Other attributes include a stylish cafe culture, a love of good beer (witness the Oktoberfest) and more than 100 biergartens in which to drink it. Munich is easy to explore on foot, and public transport is cheap and efficient. Munich Card and City Pass are two new official visitor cards which offer discounts, free admissions to top attractions and sights as well as free travels.
Top – 10 –Attractions in Munich:
- Marienplatz with New Town Hall Built 1867 - 1909 in Flanders Gothic style; its facade, over 300 feet in length, features strikingly elaborate stone ornamentation. Its 260-foot tower with carillon is, with St. Peter's Church and the twin towers of the Cathedral, one of the most distinctive features of the city's skyline.
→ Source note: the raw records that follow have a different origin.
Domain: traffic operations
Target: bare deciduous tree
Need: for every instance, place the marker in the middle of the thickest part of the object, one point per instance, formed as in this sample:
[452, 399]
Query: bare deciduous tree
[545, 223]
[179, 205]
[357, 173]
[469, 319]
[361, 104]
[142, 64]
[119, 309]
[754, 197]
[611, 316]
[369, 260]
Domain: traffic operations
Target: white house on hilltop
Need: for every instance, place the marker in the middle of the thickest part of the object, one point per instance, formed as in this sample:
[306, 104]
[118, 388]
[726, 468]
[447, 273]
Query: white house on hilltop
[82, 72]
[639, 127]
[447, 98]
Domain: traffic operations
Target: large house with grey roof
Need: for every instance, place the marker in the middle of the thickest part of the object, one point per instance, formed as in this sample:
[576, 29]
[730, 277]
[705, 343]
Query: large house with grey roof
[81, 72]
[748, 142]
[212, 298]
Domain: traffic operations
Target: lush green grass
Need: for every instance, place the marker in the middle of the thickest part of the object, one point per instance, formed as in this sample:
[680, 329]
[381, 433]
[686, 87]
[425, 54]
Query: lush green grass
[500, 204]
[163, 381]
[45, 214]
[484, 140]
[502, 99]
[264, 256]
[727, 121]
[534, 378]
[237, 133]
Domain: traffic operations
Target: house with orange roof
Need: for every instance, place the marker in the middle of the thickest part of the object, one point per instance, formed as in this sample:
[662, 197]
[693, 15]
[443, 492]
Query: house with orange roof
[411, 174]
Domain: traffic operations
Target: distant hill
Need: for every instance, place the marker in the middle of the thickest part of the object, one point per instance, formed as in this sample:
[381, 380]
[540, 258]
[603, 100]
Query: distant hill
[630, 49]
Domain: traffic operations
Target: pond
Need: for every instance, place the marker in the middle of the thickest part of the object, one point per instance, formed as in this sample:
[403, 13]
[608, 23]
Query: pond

- Viktualienmarkt Munich prides itself on having the best food in Germany, so don’t miss the Viktualienmarkt, a central market crammed with green-painted stalls selling pyramids of fruit and vegetables, wild mushrooms, flowers, pork, sausages and wine.
- Frauenkirche (Cathedral Church of Our Lady) Metropolitan Church of the Archbishopric of Munich-Freising. Late Gothic nave from the 15th century, interior with works of art spanning 5 centuries; landmark for the City of Munich.
- Olympiapark und BMW Welt
Site of the 1972 Olympics, this landscaped park contains sport facilities, lakes, bicycle paths, concert venues, restaurants and a football stadium, as well as its landmark "tent-style" roofs. Don´t miss the fascinating BMW Museum across the street, right next to the companies headquaters - which was constructed in the shape of a four-cylinder engine.
The BMW Group opened a fascinating Gateway to the BMW brand right next to the company’s headquarters and the Munich Olympic Complex – the BMW Welt, a unique meeting place for people from around the world.
- Englischer Garten The "English Garden" is Munich's largest urban public park and offers a lot of attractions: Enjoy a great view from the "Monopteros" or visit the famous beer garden at the "Chinesischer Turm". The first public park in Europe is the principle creation of garden designer Friedrich Ludwig von Schells. Today it is one of the largest city parks in the world.
- Residenz with Court Garden (Hofgarten)
Over the centuries the Wittelsbach dynasty transformed a small, 14th-century moated castle into a magnificent palace, performing the dual functions of royal residence and government seat.
The Residenz houses a number of museums and monuments maintained by the Bavarian Administration of State-owned Palaces, Gardens and Lakes (the Residenz museum itself, the Treasury, the Cuvilliés-Theater and the Allerheiligen-Hofkirche) along with other cultural institutions.
- Deutsches Museum The Deutsche Museum is not only one of the first scientific-technological museums in the world, it is with an area of 50,000 square meters the biggest of all. Learn more about the law of nature, instruments and technological methods in an enthralling and entertaining way.
- Hofbräuhaus The world's most famous beer hall is very popular among tourists and locals. Enjoy traditional music, tasty Bavarian dishes and, of course: A "Maß" of Beer!
- Pinakotheken The Pinakothek der Moderne , next to the Alte Pinakothek and Neue Pinakothek , is an austere, impressive box, whose concrete-and-glass exterior hardly prepares you for what’s inside. It houses a fine collection of German Expressionism and Entartete Kunst – ‘degenerate art’; those paintings condemned and confiscated by the Nazis – as well as exhibitions of graphic art, architecture and design – cars, furniture, prehistoric PCs, trainers, Handys (as Germans call mobile phones) and other everyday objects asking to be examined in a new light.
- St-Jakob-Platz with Synagoge, Jewish Museum and City Museum
The new Jewish Museum, which opened 2007, is part of the ensemble of the St. Jakobs-Place whith the new main synagoge and the center of the Jewish comunity. On the three exhibition floors, visitors gain a world of insights into Jewish life and culture in Munich. A special section geared towards young as well as adult audiences provides in-depth information on Jewish history and religion.
Inspired by two recurring architectural forms in the history of Judaism, the temple and the tent, the new synagogue fluctuates between stability and flexibility.